On Tuesday May 20, 2025, U.S. District Judge for the District of Oregon, Michael H. Simon issued a decision in Casala LLC, d/b/a Bubble’s Hash and Rec Rehab Consulting LLC, d/b/a Ascend Dispensary v. Tina Kotek, in her official capacity as Governor of the State of Oregon, et al., Case No. 3:25-cv-244-SI (D.Or. May 20, 2025), striking down Oregon’s United for Cannabis Workers Act and holding that the law is preempted by the National Labor Relations Act (“NLRA”) in violation of the Supremacy Clause and the First Amendment of the United States Constitution.
Shortly after Oregon’s United for Cannabis Workers Act took effect, two cannabis employers Bubble’s Hash and Ascend Dispensary (collectively, “Plaintiffs”), filed suit for declaratory and injunctive relief, and sought a permanent injunction to enjoin the Oregon Governor, Oregon Attorney General, Chair of the Oregon Liquor and Cannabis Commission (“OLCC”), and Executive Director of the OLCC (collectively, “Defendants”), from enforcing the United for Cannabis Workers Act against them.
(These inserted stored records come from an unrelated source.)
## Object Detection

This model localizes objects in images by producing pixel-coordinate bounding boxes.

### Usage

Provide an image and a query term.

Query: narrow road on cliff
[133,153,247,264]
Plaintiffs alleged that the law: (1) was preempted by the NLRA and its enforcement would be in violation of the Supremacy Clause of the United States Constitution; (2) was void for vagueness in violation of the Due Process Clause of the United States Constitution; (3) abridged Plaintiffs’ freedom of speech in violation of the First Amendment, as made applicable to the States by the Fourteenth Amendment; (4) infringed on Plaintiffs’ right to equal protection in violation of the Fourteenth Amendment; and (5) disrupts Plaintiffs’ contractual arrangements in violation of the Contract Clause of the United States Constitution.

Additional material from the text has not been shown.